Quoiqu’il en soit, on sait pour certain que la Bible est une création humaine. On peut en dater l’écriture, retrouver en son sein les références au Noun égyptien, à Isis et Horus, à la naissance du Dieu Thot. On a retrouvé l’origine du mythe du Déluge sur les bords de la Mer Noire. On n’a pas retrouvé de traces de l’Exode à une époque où les Egyptiens gardaient traces des événements majeurs de leur époque. Et les datations de la Bible sont au mieux décalées de plusieurs siècles. Tout cela on le sait et je suis d’accord pour dire qu’il est inconcevable que l’on puisse encore croire à de telles fables. Autant de critiques peuvent êtres apportées au Nouveau Testament. Je suis donc d’accord avec l’auteur sur le fond.

Mais, il y a la manière de le faire. Ecrire des articles confus et non documentés ne fait que desservir l’athéisme scientifique, moral, spirituel, moniste que beaucoup s’évertuent à défendre pour le bien de tous. Cela ne contribue qu’à colporter l’image que continue à donner de nous l’Eglise, son pape et notre Président, des êtres vivants dans l’ombre et le matérialisme, à la pensée et à la morale litigieuses, à la spiritualité limitée, au mode de vie décadent et immoral.

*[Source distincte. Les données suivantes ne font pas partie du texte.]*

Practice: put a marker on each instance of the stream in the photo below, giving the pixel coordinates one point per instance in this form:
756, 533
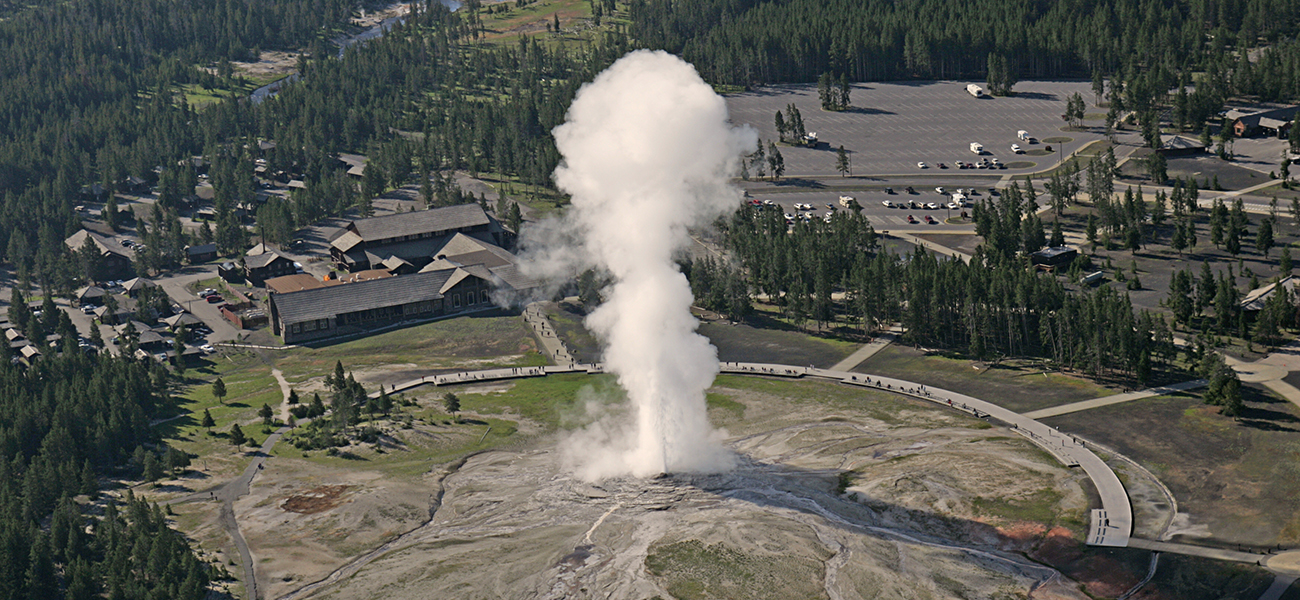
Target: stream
269, 90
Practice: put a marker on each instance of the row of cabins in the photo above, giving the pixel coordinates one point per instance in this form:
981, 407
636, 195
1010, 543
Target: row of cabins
404, 266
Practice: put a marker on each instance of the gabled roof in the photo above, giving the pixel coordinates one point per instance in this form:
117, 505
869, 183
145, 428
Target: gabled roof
346, 240
182, 318
90, 292
293, 283
261, 248
104, 244
261, 260
333, 300
446, 218
1259, 298
394, 262
137, 285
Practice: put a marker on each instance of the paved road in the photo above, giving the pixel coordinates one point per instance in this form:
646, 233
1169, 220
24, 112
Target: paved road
230, 491
174, 286
867, 351
1116, 399
1110, 524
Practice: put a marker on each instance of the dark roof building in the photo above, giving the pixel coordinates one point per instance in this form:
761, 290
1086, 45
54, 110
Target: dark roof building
349, 308
1268, 120
265, 265
412, 237
116, 257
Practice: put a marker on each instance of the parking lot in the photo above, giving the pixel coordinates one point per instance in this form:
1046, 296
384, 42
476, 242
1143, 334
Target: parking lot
872, 198
892, 126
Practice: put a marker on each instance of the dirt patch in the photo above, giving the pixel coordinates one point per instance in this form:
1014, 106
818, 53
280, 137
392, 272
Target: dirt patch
1234, 479
316, 500
957, 242
1017, 387
269, 65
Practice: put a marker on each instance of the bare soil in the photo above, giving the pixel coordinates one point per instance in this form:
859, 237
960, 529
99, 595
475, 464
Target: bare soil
1234, 479
316, 500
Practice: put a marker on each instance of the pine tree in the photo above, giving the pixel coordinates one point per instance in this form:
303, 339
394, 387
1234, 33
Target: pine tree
451, 403
237, 435
841, 161
1264, 237
219, 390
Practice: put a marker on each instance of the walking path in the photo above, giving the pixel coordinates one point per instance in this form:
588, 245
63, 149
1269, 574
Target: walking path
226, 494
1110, 526
551, 343
931, 246
867, 351
1116, 399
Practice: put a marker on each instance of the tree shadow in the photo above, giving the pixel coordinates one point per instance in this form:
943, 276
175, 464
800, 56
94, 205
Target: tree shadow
866, 111
1036, 96
800, 182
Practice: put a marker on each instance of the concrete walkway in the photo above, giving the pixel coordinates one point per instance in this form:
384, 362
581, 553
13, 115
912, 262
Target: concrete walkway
553, 346
226, 494
931, 246
1116, 399
867, 351
1110, 526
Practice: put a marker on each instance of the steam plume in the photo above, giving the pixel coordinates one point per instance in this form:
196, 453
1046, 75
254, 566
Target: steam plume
648, 152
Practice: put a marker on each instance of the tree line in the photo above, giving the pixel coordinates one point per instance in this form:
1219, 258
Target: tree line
64, 422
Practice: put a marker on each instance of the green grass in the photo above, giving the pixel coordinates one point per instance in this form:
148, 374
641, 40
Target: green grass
473, 342
1017, 387
1041, 507
248, 385
884, 407
416, 456
719, 403
693, 570
549, 401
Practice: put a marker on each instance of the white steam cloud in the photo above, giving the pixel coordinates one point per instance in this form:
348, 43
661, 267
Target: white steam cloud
649, 152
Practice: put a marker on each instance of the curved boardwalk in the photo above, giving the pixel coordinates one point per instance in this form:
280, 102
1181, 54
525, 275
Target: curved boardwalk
1110, 525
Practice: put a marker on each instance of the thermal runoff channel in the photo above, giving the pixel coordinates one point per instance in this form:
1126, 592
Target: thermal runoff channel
648, 153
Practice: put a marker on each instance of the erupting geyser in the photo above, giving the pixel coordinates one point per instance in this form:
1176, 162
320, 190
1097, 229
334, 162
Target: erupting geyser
648, 152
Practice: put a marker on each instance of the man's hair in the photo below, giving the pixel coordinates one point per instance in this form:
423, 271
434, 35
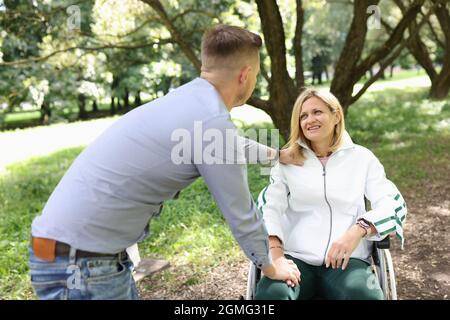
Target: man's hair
225, 46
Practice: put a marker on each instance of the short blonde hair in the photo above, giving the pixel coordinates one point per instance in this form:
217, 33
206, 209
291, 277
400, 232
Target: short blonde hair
225, 46
296, 132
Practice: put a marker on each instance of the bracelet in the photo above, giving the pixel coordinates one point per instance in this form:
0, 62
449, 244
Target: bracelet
281, 247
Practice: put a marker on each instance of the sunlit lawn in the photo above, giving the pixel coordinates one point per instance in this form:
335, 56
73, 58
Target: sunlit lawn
409, 133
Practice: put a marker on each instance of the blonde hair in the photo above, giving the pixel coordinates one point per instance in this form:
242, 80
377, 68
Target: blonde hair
225, 46
296, 132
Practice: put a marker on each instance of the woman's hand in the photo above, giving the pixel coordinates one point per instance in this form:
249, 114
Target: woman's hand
342, 248
285, 270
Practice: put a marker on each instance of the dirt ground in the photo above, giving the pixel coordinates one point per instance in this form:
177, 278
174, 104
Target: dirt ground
422, 268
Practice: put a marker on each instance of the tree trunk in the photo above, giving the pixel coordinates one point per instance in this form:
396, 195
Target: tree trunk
46, 112
137, 99
126, 99
440, 87
82, 114
94, 106
350, 68
113, 106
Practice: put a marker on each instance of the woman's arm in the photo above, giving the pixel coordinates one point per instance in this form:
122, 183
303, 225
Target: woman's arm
389, 209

Pour finir, ce n’est pas parce que l’on a été éduqué dans un milieu religieux que l’on devient croyant soi-même et que l’on continue à perpétuer la foi comme l’affirme l’auteur. J’en suis la preuve vivante - et je suis loin d’être le seul - ayant grandi dans une famille catholique traditionnelle et étant allé à l’école chez les Jésuites. Je n’en suis pas moins devenu un athée convaincu. Mais, comme pour le cancer, pour lutter contre une maladie, il faut la connaître, et pour lutter contre les théologiens, il faut étudier son sujet.

Alors, évitez d’écrire des articles contre la religion bourrés de clichés et peu clairs. Cela ne fait que desservir notre cause, pourtant ô combien noble, mais tellement mise à mal par ce XIXe siècle comme l’avait prédit Malraux.